Grâce à leur vision surdéveloppée, les loups garous n'étaient pas handicapés par la pénombre qui avait envahie le gymnase. C'était un sacré avantage pour eux car ils pouvaient se déplacer dans le noir sans faire de bruit, exactement comme un loup l'aurait fait, et de fait, prendre les kidnappeurs par surprise.

Malheureusement, leurs ennemis en décidèrent autrement.

Le premier coup de feu retentit, surprenant la meute qui ne s'attendait pas à être repérée alors qu'ils venaient juste de pénétrer dans le gymnase. Une fusillade débuta et chaque loup garou tenta d'éviter les balles qui sifflaient près d'eux, cherchant désespérément où étaient cachés les tireurs pour les mettre hors d'état de nuire.

Dès qu'il avait entendu le premier tir, Derek avait appuyé d'une main sur le torse de Stiles pour le pousser sur le côté. Les deux garçons s'étaient dissimulés derrière une grosse caisse de matériel pendant que le reste de la meute s'étaient jetées du côté opposé au leur.

— Ne bouge pas de là. Reste caché. Attends que tout se calme. Et ne fais rien d'idiot ! murmura l'alpha à toute vitesse.

Stiles chercha à tâtons la main du jeune homme et la serra entre ses doigts.

— Reste en vie. Et ne fais rien d'idiot ! chuchota-t-il en réponse.

Derek resta muet puis se coula derrière la caisse, laissant le garçon en plant. L'adolescent avait du mal à voir ce qu'il se passait dans le gymnase. Quelqu'un avait repoussé la porte qu'ils avaient ouverte et ses yeux n'arrivaient pas à s'habituer à la pénombre environnante. Il fut tenté pendant un bref instant d'utiliser son téléphone portable comme une torche pour s'éclairer mais il pensa que la lumière ne ferait qu'avertir leurs ennemis sur sa position.

Si Stiles ne pouvait se fier à sa vision, il entendait parfaitement tout ce qui se passait. Les coups de feu étaient tirés par intermittence, comme si leurs agresseurs attendaient d'avoir leur cible en ligne de mire pour appuyer sur la gâchette.

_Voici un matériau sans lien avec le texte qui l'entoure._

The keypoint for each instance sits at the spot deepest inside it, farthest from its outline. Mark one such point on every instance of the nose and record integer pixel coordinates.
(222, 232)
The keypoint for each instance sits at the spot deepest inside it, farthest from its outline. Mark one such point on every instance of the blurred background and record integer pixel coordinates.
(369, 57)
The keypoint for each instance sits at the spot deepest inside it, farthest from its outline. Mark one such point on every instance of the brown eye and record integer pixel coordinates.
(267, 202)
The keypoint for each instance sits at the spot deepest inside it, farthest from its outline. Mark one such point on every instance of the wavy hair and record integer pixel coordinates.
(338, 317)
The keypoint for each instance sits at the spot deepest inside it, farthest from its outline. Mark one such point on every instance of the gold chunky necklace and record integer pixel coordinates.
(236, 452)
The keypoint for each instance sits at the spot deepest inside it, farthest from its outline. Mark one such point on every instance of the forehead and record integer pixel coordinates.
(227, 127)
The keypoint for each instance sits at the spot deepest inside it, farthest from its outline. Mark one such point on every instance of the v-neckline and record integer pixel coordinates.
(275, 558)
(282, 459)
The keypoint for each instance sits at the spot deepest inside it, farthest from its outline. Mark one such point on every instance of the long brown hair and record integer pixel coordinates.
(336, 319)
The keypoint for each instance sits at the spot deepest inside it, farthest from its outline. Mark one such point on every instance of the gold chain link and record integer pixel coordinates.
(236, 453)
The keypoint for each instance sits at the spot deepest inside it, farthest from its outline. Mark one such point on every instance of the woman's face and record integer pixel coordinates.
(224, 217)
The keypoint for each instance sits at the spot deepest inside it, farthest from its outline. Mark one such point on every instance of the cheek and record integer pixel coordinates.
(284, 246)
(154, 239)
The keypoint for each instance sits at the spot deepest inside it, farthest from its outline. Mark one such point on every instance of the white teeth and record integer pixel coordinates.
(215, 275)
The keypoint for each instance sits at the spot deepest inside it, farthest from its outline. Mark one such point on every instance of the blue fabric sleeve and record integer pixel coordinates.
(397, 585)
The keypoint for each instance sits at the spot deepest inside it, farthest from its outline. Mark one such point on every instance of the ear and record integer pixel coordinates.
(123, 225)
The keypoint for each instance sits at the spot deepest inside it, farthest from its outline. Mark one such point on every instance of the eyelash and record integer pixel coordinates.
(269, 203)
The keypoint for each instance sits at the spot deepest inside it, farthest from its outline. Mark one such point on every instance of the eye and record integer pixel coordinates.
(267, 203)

Une ou deux fois, les tirs furent suivis d'un cri de douleur et le garçon espéra que ce n'était pas un de ses amis qui hurlaient parce qu'il avait été touché mais plutôt un adversaire qui s'était fait avoir par un loup garou.

Alors que la fusillade battait son plein, la lutte corps à corps commença. L'adolescent ouvrait grand ses oreilles pour tenter de localiser ses amis entre les bruits de pas qui résonnaient dans le gymnase et les grognements qui retentissaient lorsqu'un poing ou un pied s'enfonçait dans un estomac.

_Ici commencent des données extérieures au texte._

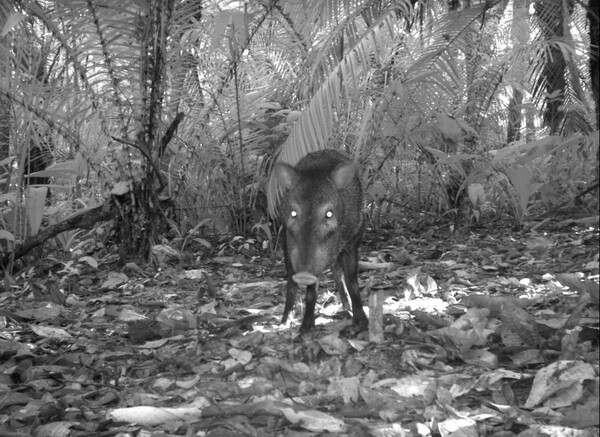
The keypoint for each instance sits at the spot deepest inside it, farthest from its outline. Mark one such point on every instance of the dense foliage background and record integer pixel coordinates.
(466, 110)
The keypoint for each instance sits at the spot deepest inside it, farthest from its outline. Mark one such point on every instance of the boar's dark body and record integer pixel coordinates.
(323, 226)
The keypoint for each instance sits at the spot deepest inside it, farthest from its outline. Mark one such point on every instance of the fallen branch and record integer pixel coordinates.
(85, 219)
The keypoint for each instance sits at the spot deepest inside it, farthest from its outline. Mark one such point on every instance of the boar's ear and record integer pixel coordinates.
(285, 174)
(343, 174)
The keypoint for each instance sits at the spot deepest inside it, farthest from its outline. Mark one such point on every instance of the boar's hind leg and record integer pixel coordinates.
(340, 284)
(290, 299)
(308, 321)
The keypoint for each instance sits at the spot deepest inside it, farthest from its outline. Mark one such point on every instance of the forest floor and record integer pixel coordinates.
(486, 332)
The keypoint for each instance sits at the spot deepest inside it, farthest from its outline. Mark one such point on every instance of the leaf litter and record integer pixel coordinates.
(490, 333)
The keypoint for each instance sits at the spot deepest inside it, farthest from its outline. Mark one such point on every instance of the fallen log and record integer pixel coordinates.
(85, 219)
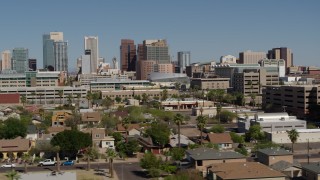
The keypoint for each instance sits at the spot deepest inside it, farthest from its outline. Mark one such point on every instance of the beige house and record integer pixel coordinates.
(201, 158)
(91, 117)
(14, 148)
(223, 140)
(99, 137)
(243, 170)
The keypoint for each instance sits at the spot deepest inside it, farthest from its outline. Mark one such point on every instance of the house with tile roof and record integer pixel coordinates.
(269, 156)
(14, 148)
(311, 171)
(243, 170)
(223, 140)
(201, 158)
(91, 117)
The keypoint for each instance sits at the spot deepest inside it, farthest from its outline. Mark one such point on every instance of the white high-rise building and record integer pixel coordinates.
(6, 60)
(184, 59)
(91, 46)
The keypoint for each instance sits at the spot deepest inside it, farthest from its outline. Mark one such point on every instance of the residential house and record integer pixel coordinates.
(14, 148)
(148, 145)
(55, 130)
(59, 117)
(119, 114)
(91, 117)
(243, 170)
(99, 137)
(201, 160)
(223, 140)
(311, 171)
(184, 141)
(269, 156)
(133, 129)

Un craquement sec se fit entendre, suivi d'un hurlement de douleur et Stiles retint son souffle en reconnaissant la voix d'Isaac. Tétanisé, le garçon n'osa pas bouger de sa cachette alors qu'il mourrait d'envie de se précipiter près de son ami pour voir si tout allait bien.

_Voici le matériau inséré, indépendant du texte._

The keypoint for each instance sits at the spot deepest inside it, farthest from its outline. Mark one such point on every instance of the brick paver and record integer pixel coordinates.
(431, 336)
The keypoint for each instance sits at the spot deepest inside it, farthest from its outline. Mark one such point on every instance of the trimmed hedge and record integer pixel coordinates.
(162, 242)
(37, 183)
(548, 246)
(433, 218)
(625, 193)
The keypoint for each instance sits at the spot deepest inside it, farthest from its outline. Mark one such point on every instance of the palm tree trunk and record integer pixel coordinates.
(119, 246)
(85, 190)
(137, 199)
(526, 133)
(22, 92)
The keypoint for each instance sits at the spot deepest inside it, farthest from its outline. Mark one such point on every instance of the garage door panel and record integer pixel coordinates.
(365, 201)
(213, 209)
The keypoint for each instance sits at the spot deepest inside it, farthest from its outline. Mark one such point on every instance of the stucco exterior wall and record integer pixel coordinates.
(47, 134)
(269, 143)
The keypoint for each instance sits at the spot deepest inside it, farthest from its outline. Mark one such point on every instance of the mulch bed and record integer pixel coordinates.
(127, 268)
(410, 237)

Le tintement d'une chaîne contre le parquet s'ajouta aux bruits de lutte et de fusillade et Stiles sentit un frisson lui parcourir l'échine. Ce n'était pas de très bon augure. Il essaya de se convaincre que la chaîne était celle qui avait retenu Erica prisonnière mais en son for intérieur, il était persuadé que leurs ennemis avaient attrapé au moins un des loups garous.

Les tirs finirent par s'éteindre et les dernières minutes de la bataille s'écoulèrent sans qu'aucune balle ne siffle plus. La fusillade était remplacée par le combat rapproché. Stiles écouta avec angoisse les derniers coups échangés. Des râles s'élevaient de temps en temps mais le garçon n'arrivait pas à reconnaître si c'étaient les voix de ses amis.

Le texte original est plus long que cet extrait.